2.1.2. In artikel 18.16, tweede lid, van de Wet milieubeheer is bepaald dat het bestuursorgaan, indien het verzoek om handhavend optreden wordt ingewilligd, bij de bekendmaking van de beschikking aan de verzoeker een afschrift voegt van de beschikking tot toepassing van bestuursdwang, oplegging van een last onder dwangsom of intrekking van de vergunning of ontheffing.
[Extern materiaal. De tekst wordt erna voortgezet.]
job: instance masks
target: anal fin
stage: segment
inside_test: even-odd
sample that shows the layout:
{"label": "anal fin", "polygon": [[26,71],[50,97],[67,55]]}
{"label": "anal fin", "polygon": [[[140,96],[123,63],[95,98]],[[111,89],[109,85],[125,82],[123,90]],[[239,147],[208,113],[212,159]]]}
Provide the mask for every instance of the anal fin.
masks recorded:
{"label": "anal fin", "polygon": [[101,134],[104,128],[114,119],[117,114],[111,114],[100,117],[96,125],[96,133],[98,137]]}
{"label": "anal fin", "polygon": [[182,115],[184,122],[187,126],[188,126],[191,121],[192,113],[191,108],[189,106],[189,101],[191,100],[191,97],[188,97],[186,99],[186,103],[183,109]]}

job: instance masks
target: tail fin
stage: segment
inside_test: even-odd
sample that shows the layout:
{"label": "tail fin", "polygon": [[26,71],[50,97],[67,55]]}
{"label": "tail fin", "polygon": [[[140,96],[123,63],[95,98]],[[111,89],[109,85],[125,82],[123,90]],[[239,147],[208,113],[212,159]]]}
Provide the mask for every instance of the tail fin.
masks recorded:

2.1.3. Uit het besluit van 19 november 2007 volgt dat niet wordt overgegaan tot het toepassen van bestuurlijke handhavingsmiddelen met betrekking tot de drijfster van de inrichting, zodat geen inwilliging van het verzoek om handhavend op te treden, zoals bedoeld in artikel 18.16, tweede lid, van de Wet milieubeheer heeft plaatsgevonden. Derhalve komt aan dit artikel geen betekenis toe. Het stellen van de nadere eis is een nieuw primair besluit waartegen alvorens beroep in te stellen bij de Afdeling eerst bezwaar moet worden gemaakt bij het college. Nu dit niet is gebeurd, is de Afdeling in zoverre onbevoegd kennis te nemen van de beroepen van [appellanten sub 1], [appellanten sub 2] en [appellanten sub 3] ten aanzien van de bij de nadere eis gestelde trillingnorm.
Algemeen
2.2. [appellanten sub 2] en [appellanten sub 3] hebben geen beroep ingediend tegen het besluit van 10 januari 2007 en worden derhalve geacht te hebben berust in het desbetreffende besluit dat nadien bij een beslissing op een door anderen ingesteld beroep is vernietigd. Echter doordat het college in de heroverwegingsbesluiten van 19 november 2007 wat betreft de ondervonden trillinghinder heeft besloten af te zien van het toepassen van bestuurlijke handhavingsmiddelen en het bij besluit van 10 januari 2007 nog aanleiding zag tot het starten van een handhavingsprocedure zijn [appellanten sub 2] en [appellanten sub 3] in een nadeliger positie komen te verkeren. Alleen de beroepsgronden die in deze nieuwe positie grond vinden, worden inhoudelijk beoordeeld. Wat betreft de beroepsgronden aangaande de ondervonden geluidhinder is van een nieuwe positie geen sprake. Derhalve kunnen deze gronden niet tot een vernietiging van de bestreden besluiten leiden en moeten deze buiten beschouwing worden gelaten.
Trillinghinder
2.3. In voorschrift 1.1.4 van bijlage 2-B behorende bij het Besluit is bepaald dat trillingen, veroorzaakt door de tot de inrichting behorende installaties of toestellen, alsmede de tot de inrichting toe te rekenen werkzaamheden of andere activiteiten, niet meer dan een trillingssterkte van 0,1 in woningen mag bedragen.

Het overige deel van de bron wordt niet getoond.